His new bride said: “No, that’s fine with me. Just understand that there will be sex here at seven o’clock every night…whether you’re here or not.”
Marriage (Part II)
Husband and wife had a bitter quarrel on the day of their 40th wedding anniversary! The husband yells, “When you die, I’m getting you a headstone that reads, ‘Here Lies My Wife — Cold As Ever’!” “Yeah?” she replies. “When you die, I’m getting you a headstone that reads, ‘Here Lies My Husband — Stiff At Last’!”
Marriage (Part III)
Husband (a doctor) and his wife are having a fight at the breakfast table. Husband gets up in a rage and says, “And you are no good in bed either,” and storms out of the house. After some time he realizes he was nasty and decides to make amends and rings her up. She comes to the phone after many rings, and the irritated husband says, “What took you so long to answer to the phone?” She says, “I was in bed.” “In bed this early, doing what?” “Getting a second opinion!”
Marriage (Part IV)
A man has six children and is very proud of his achievement. He is so proud of himself, that he starts calling his wife,“Mother of Six” in spite of her objections. One night, they go to a party.
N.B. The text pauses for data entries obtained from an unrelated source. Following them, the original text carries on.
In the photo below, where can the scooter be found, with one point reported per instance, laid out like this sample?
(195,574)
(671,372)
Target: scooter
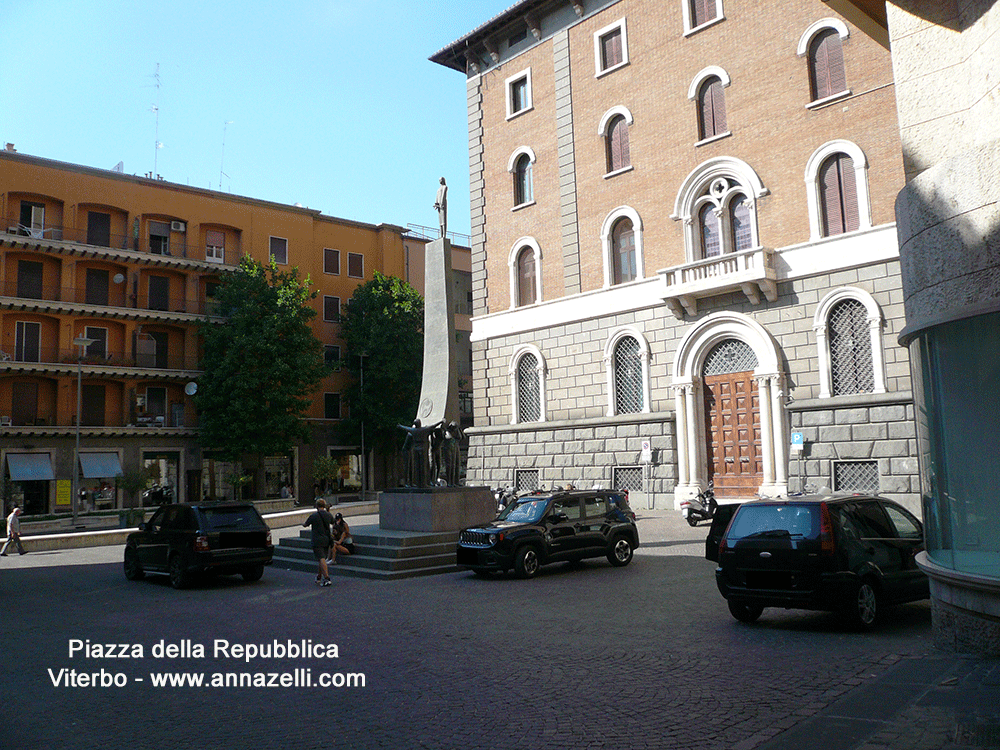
(701,508)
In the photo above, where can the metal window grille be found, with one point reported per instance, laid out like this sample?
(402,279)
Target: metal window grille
(856,476)
(525,480)
(628,377)
(730,356)
(851,367)
(627,478)
(529,402)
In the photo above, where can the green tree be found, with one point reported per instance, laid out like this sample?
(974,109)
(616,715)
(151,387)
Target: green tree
(384,321)
(261,366)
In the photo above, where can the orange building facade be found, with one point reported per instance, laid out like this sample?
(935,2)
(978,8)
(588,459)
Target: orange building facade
(126,267)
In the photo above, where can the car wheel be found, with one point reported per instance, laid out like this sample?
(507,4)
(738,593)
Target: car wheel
(863,609)
(133,568)
(526,562)
(253,573)
(745,612)
(178,576)
(620,553)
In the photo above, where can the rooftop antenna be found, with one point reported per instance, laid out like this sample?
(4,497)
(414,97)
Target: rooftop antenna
(223,160)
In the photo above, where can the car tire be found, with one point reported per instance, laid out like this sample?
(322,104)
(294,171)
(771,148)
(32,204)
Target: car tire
(178,576)
(132,566)
(863,609)
(621,552)
(253,573)
(743,612)
(526,562)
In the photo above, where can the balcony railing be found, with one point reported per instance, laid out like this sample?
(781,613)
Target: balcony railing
(115,241)
(750,271)
(55,355)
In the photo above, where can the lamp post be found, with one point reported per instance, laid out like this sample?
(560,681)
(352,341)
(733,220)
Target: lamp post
(83,342)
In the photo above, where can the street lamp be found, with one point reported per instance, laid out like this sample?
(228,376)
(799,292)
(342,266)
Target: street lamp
(83,342)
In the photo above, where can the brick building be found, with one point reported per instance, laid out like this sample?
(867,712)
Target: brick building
(683,237)
(128,264)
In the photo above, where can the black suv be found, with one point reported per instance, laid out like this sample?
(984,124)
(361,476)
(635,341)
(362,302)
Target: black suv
(852,554)
(185,540)
(548,526)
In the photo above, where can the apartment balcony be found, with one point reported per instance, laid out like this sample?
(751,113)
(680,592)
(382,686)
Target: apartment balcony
(752,272)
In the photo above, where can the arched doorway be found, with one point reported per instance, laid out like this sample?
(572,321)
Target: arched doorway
(732,420)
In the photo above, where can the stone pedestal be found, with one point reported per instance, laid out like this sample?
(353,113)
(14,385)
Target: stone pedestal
(433,509)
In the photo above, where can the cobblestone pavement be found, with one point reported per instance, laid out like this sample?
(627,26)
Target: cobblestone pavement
(584,656)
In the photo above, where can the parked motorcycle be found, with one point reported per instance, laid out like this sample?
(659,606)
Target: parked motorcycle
(701,508)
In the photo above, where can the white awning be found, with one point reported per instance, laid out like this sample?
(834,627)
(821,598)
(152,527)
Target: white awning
(100,465)
(30,467)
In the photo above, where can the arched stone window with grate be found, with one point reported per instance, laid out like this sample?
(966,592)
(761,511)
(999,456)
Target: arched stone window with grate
(851,367)
(732,355)
(628,377)
(529,403)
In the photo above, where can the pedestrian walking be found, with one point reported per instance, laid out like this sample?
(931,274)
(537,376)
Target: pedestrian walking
(321,538)
(13,532)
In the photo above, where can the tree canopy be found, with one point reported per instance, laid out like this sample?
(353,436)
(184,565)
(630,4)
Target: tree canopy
(384,321)
(261,366)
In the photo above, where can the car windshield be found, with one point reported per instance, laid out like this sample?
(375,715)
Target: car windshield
(526,511)
(795,521)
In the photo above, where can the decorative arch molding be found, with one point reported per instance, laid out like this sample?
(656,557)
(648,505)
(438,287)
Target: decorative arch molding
(824,23)
(515,250)
(689,404)
(813,165)
(821,328)
(602,129)
(609,365)
(512,162)
(609,223)
(541,369)
(711,70)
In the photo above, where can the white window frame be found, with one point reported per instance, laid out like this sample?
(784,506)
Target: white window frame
(607,249)
(819,156)
(508,91)
(599,71)
(512,269)
(609,366)
(542,368)
(821,327)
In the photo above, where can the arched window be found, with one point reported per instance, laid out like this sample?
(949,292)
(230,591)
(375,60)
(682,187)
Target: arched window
(711,108)
(526,277)
(617,144)
(838,195)
(628,377)
(851,366)
(523,189)
(826,65)
(623,252)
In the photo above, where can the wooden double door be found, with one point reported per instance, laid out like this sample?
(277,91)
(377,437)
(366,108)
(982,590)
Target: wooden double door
(732,430)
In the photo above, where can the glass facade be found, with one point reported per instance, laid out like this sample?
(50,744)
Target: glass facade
(956,381)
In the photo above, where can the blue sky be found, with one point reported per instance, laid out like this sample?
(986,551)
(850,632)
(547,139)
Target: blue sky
(330,103)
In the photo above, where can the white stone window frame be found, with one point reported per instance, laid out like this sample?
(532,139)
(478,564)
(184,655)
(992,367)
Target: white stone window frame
(508,92)
(602,131)
(803,51)
(689,29)
(512,269)
(690,198)
(599,71)
(821,327)
(607,249)
(609,366)
(708,72)
(813,166)
(542,369)
(512,167)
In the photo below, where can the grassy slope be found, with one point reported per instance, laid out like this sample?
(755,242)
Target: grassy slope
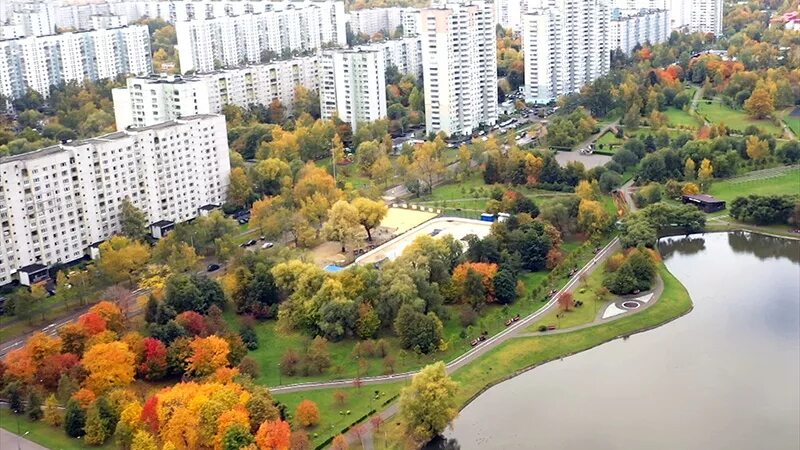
(786,183)
(333,416)
(716,112)
(792,122)
(518,354)
(43,434)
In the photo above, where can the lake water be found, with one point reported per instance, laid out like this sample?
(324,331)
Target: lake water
(725,376)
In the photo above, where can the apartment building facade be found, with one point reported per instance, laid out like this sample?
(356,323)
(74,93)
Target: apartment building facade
(459,67)
(566,44)
(39,62)
(630,28)
(59,202)
(353,85)
(153,99)
(210,44)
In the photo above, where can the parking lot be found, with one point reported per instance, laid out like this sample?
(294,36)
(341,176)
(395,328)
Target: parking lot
(457,227)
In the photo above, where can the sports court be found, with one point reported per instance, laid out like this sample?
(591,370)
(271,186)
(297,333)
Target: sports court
(455,226)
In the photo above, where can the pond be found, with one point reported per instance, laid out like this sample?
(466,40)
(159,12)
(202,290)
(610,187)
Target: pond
(725,376)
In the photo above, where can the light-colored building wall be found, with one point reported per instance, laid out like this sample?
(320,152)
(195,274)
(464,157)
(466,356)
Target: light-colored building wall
(55,203)
(459,67)
(353,85)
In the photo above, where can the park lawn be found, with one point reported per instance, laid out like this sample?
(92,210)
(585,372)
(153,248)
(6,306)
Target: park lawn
(785,183)
(608,138)
(792,122)
(716,112)
(275,342)
(334,418)
(579,315)
(43,434)
(680,118)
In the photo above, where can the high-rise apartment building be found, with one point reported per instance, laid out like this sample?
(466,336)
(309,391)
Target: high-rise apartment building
(230,41)
(384,20)
(459,67)
(405,54)
(153,99)
(353,85)
(39,62)
(566,44)
(58,202)
(630,28)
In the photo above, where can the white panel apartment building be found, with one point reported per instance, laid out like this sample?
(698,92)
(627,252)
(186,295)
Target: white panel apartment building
(353,85)
(405,54)
(36,63)
(459,65)
(206,45)
(630,28)
(153,99)
(566,44)
(57,202)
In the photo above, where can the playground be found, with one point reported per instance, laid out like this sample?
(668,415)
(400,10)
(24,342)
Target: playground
(457,227)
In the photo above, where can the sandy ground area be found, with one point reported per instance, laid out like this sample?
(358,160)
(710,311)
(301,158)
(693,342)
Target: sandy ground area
(400,220)
(457,227)
(589,161)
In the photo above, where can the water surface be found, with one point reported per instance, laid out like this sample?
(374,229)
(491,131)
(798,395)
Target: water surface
(725,376)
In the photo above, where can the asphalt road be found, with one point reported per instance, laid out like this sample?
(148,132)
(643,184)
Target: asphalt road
(476,351)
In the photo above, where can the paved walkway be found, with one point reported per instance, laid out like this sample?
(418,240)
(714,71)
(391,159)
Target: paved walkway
(10,441)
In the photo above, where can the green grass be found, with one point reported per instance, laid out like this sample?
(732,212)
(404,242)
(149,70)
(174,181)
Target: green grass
(274,342)
(333,416)
(518,354)
(792,122)
(579,315)
(737,120)
(771,182)
(43,434)
(680,118)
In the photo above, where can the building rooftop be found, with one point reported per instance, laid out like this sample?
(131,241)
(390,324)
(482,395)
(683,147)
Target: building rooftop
(32,155)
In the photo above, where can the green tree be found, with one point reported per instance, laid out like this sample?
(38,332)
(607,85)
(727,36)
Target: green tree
(429,405)
(74,419)
(34,406)
(343,224)
(132,220)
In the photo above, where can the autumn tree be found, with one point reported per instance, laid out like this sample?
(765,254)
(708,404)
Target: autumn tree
(132,220)
(757,149)
(428,405)
(240,190)
(592,218)
(274,435)
(704,174)
(760,104)
(307,413)
(108,365)
(208,354)
(121,258)
(565,301)
(370,213)
(343,224)
(427,163)
(340,443)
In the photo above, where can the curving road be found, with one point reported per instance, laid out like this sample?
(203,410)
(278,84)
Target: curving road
(475,352)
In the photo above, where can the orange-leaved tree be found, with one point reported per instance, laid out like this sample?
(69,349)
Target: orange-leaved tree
(307,413)
(274,435)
The man decides that it is time to go home and wants to find out if his wife is ready to leave as well. He shouts at the top of his voice, “Shall we go home Mother of Six?” His wife, irritated by her husband’s lack of discretion, shouts right back, “Any time you’re ready, Father of Four.”
The Silent Treatment
A man and his wife were having some problems at home and were giving each other the silent treatment. Suddenly the man realized that the next day he would need his wife to wake him at 5:00 AM for an early morning business flight. Not wanting to be the first to break the silence (and LOSE), he wrote on a piece of paper,“Please wake me at 5:00 AM.” He left it where he knew she would find it. The next morning the man woke up, only to discover it was 9:00 AM and he had missed his flight. Furious, he was about to go to see why his wife hadn’t awakened him when he noticed a piece of paper by the bed. The paper said, “It is 5:00 AM. Wake up.”
Wishes from a frog
A woman was out golfing one day when she hit her ball into the woods. She went into the woods to look for it and found a frog in a trap. The frog said to her, “If you release me from this trap, I will grant you three wishes.” The woman freed the frog, and the frog said, “Thank you, but I failed to mention that there was a condition to your wishes. Whatever you wish for, your husband will get ……. times ten!” The woman said, “That’s okay.”
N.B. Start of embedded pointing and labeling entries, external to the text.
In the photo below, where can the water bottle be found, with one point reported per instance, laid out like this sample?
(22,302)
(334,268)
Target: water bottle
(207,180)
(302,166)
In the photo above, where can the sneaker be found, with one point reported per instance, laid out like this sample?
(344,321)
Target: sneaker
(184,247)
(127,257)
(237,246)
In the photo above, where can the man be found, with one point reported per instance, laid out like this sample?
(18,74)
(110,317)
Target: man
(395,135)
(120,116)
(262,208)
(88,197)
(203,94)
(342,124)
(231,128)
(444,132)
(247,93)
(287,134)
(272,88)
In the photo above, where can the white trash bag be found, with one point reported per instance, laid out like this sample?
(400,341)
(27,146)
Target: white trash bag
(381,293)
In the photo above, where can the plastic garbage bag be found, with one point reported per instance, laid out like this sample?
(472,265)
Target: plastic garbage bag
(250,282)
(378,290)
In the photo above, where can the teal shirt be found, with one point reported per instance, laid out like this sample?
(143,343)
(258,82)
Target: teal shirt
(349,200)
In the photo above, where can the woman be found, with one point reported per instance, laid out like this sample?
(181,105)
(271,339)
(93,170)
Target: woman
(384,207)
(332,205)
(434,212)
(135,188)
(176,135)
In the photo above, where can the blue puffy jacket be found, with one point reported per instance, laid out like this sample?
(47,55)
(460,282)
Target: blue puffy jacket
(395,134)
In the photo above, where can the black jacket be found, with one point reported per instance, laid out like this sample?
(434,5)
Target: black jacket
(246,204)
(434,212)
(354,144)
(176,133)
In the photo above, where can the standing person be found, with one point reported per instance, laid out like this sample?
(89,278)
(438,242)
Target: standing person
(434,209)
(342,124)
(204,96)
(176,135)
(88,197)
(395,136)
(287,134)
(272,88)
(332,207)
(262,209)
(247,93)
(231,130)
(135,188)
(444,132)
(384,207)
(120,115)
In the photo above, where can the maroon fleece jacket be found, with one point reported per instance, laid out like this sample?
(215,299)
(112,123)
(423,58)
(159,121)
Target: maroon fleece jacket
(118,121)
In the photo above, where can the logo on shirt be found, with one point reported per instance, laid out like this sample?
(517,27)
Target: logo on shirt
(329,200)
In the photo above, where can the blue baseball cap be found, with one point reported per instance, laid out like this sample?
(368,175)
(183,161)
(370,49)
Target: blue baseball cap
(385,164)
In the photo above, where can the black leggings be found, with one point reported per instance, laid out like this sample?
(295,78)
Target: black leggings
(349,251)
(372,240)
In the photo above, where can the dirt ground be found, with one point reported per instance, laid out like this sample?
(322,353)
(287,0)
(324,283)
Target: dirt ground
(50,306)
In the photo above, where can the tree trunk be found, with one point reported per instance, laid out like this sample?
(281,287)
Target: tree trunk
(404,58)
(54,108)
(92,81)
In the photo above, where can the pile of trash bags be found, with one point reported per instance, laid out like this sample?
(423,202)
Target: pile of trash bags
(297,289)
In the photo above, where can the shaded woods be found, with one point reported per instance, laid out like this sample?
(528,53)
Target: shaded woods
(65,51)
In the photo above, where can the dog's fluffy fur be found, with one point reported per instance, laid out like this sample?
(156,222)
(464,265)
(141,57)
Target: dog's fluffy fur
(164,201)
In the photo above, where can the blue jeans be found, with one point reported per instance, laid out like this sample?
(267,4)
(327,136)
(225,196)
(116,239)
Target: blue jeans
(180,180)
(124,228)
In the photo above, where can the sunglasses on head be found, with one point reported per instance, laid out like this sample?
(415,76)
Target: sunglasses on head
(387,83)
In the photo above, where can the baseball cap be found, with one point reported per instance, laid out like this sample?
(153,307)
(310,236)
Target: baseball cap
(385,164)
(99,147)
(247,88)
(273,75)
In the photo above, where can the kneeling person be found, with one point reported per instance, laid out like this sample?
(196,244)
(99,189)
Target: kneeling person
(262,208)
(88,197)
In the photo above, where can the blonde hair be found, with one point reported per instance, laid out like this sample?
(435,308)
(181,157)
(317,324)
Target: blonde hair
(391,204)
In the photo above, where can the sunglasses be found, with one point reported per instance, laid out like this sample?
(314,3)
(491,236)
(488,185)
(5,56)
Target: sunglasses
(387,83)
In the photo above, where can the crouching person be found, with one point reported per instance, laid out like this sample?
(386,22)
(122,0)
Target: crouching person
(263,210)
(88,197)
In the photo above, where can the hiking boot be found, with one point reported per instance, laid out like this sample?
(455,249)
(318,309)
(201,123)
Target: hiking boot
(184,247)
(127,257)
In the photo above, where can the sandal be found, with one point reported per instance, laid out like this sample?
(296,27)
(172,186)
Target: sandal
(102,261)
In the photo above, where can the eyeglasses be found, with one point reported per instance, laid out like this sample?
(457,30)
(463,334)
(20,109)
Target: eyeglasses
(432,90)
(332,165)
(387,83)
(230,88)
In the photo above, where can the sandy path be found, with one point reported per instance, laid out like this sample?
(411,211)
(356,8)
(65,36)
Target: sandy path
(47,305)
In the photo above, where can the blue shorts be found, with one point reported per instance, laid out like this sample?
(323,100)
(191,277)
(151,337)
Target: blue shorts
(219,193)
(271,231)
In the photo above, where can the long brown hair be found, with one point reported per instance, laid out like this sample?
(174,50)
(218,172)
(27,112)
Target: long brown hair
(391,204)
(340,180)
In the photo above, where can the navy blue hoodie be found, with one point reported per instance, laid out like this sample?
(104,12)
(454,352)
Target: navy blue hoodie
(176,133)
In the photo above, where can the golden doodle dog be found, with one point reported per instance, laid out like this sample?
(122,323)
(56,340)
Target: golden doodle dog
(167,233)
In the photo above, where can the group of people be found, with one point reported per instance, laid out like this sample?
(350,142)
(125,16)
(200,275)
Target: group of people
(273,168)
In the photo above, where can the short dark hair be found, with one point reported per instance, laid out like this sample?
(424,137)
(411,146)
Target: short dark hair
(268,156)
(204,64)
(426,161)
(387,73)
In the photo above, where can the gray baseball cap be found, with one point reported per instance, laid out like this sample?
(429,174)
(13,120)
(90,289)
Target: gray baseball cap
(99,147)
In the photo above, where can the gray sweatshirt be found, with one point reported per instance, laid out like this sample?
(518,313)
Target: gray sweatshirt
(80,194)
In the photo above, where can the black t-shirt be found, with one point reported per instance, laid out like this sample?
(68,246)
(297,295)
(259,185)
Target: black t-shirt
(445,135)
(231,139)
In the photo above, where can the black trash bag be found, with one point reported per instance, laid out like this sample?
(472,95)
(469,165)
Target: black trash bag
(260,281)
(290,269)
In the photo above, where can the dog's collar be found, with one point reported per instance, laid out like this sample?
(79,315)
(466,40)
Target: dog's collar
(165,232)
For her first wish, she wanted to be the most beautiful woman in the world. The frog warned her, “You do realize that this wish will also make your husband the most handsome man that ever lived, an Adonis whom women will swoon over and flock to“. The woman replied, “That’s okay, because I will be the most beautiful woman and he will have eyes only for me.” So, KAZAM!!! - She’s the most beautiful woman in the world!
For her second wish, she wanted to be the richest woman in the world. The frog said, “That will make your husband the richest man in the world by far. And he will be ten times richer than you. “The woman said, “That’s okay, because what’s mine is his and what’s his is mine.” So, KAZAM!!! - She’s the richest woman in the world! The frog then inquired about her third wish, and after careful consideration she answered, “I’d like a mild heart attack.”
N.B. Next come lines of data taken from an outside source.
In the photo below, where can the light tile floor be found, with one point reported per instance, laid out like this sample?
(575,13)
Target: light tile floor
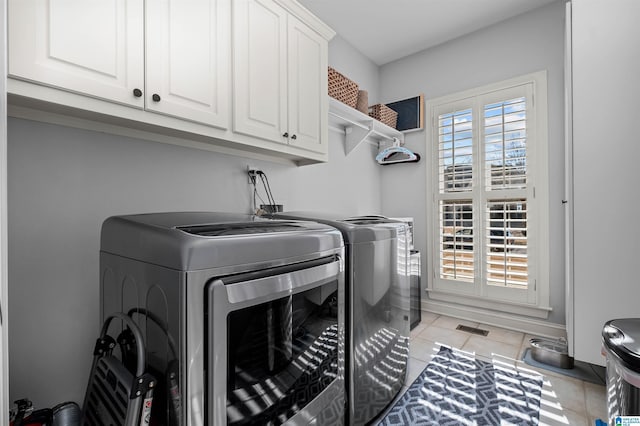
(565,400)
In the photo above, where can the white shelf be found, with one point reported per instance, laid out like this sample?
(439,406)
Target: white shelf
(359,127)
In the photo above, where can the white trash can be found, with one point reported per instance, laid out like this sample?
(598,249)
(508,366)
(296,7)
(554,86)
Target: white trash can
(621,343)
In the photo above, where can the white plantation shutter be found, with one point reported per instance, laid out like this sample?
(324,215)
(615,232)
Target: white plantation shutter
(506,238)
(482,150)
(505,144)
(455,150)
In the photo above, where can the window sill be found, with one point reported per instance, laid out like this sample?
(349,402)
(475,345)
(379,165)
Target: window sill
(541,312)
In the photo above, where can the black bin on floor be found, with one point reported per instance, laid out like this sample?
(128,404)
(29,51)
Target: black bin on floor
(621,343)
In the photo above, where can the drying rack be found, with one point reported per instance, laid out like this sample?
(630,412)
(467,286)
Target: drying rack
(358,127)
(114,395)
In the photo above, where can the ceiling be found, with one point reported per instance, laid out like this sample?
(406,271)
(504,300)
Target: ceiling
(386,30)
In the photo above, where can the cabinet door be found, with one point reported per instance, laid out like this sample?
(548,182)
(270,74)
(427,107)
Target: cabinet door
(308,103)
(93,47)
(188,59)
(259,69)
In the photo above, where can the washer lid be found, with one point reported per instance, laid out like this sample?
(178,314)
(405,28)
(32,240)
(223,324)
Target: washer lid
(622,337)
(203,240)
(354,229)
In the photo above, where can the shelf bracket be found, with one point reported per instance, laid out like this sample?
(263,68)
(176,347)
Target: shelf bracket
(354,136)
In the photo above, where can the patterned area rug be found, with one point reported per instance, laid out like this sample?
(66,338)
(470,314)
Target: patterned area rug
(457,389)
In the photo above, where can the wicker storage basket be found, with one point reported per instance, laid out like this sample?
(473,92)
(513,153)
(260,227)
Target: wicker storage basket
(363,101)
(385,114)
(342,89)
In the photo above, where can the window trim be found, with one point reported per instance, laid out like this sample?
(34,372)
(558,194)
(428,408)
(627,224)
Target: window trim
(538,305)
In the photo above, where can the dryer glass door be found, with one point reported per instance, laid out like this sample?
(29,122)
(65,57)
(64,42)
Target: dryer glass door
(282,342)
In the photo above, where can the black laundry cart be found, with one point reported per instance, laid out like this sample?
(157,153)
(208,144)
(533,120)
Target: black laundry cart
(621,343)
(115,396)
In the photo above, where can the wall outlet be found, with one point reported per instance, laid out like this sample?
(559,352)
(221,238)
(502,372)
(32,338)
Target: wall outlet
(252,174)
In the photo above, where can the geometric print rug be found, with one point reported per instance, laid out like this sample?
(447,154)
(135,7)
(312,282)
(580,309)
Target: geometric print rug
(457,389)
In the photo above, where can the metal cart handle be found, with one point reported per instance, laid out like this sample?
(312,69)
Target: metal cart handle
(136,333)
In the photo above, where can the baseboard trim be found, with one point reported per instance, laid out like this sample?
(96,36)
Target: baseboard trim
(497,319)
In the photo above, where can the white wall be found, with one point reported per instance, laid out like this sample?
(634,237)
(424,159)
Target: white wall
(606,67)
(527,43)
(63,182)
(4,330)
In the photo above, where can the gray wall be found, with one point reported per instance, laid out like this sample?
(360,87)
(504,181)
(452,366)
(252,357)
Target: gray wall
(605,155)
(527,43)
(64,182)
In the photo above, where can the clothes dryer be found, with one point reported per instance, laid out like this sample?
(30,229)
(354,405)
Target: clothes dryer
(243,317)
(377,308)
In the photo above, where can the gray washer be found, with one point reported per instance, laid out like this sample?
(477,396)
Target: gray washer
(171,272)
(377,308)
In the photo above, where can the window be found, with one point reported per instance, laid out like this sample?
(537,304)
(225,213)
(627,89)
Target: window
(488,183)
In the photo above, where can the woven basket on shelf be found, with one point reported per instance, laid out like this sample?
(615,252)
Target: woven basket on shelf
(342,89)
(363,101)
(385,114)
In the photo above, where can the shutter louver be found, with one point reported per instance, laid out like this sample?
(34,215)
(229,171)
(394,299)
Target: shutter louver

Moral of the story: Women are clever. Don’t mess with them.
ATTENTION female readers: This is the end of the joke for you. Stop here and continue feeling good.
Male readers: The man had a heart attack ten times milder than his wife!!!
Moral of the story: women are really dumb but think they’re really smart. Let them continue to think that way and just enjoy the show.
PS: If you are a woman and are still reading this; it only goes to show that women are nosey cows and never listen!!